Skip to main content
Version: 0.94

operators.pdf.parser2.PDFToRichDocParser2

class operators.pdf.parser2.PDFToRichDocParser2(field, parser_version=0)

Operator that parses a PDF into Snorkel’s RichDoc representation.

This operator parses PDF to create a Snorkel-Flow-native representation of PDF documents, including a richer text representation, spatial information, etc. with the original formatting preserved.

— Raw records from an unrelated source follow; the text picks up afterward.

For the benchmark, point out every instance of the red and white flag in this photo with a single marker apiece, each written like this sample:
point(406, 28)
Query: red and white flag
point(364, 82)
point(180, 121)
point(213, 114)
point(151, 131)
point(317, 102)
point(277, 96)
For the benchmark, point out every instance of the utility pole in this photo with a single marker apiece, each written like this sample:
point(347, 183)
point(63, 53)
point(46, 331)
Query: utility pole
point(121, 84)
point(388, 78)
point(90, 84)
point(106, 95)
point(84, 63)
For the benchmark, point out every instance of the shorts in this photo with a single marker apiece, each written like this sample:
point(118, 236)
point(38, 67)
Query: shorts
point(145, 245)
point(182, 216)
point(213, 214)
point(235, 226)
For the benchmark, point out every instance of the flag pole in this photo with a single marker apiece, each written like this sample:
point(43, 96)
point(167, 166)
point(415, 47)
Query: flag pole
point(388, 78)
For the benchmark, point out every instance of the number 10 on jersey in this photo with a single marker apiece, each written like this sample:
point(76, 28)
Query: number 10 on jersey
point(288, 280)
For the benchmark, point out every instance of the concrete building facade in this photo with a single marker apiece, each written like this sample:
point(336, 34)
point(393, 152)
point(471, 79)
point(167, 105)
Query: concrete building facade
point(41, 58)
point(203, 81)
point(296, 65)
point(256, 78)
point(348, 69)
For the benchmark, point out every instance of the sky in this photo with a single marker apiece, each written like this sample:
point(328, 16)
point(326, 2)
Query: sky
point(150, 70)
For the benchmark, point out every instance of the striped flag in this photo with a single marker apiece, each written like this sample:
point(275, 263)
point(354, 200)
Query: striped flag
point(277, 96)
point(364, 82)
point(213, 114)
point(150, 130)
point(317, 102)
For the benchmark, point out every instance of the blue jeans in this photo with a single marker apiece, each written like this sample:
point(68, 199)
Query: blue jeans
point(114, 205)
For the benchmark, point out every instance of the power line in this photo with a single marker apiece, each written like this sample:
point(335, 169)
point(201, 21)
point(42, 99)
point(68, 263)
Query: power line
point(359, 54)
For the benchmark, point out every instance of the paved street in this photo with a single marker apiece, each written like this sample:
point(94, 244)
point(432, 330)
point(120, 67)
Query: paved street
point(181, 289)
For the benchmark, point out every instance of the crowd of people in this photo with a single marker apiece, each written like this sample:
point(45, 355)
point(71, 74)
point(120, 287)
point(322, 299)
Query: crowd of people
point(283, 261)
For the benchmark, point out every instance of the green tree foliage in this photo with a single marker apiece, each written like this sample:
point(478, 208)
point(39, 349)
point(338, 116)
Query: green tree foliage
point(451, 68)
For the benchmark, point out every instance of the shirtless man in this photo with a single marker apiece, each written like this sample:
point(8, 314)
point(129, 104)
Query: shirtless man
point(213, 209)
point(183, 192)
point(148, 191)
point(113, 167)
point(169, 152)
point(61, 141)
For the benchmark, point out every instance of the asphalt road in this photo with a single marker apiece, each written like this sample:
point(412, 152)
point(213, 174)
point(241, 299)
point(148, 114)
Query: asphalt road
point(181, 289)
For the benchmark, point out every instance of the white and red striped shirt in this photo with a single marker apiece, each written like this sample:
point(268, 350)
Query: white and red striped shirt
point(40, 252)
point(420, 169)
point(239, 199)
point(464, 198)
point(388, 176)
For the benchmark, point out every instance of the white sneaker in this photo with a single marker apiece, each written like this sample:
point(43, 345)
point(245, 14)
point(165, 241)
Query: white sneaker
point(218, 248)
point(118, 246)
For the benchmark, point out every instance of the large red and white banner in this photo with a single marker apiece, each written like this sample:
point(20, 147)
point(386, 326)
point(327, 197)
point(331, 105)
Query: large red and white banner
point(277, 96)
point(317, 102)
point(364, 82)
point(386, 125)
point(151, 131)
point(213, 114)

RichDoc representation empowers in-depth tools with PDF-formatted data.

The output includes: a stripped raw text representation of the rich doc (rich_doc_text), a serialized RichDoc that corresponds to rich_doc_text (rich_doc_pkl), a serialized list of RichDoc objects, one per page (page_docs), and character offsets of text starting on each page (page_char_starts).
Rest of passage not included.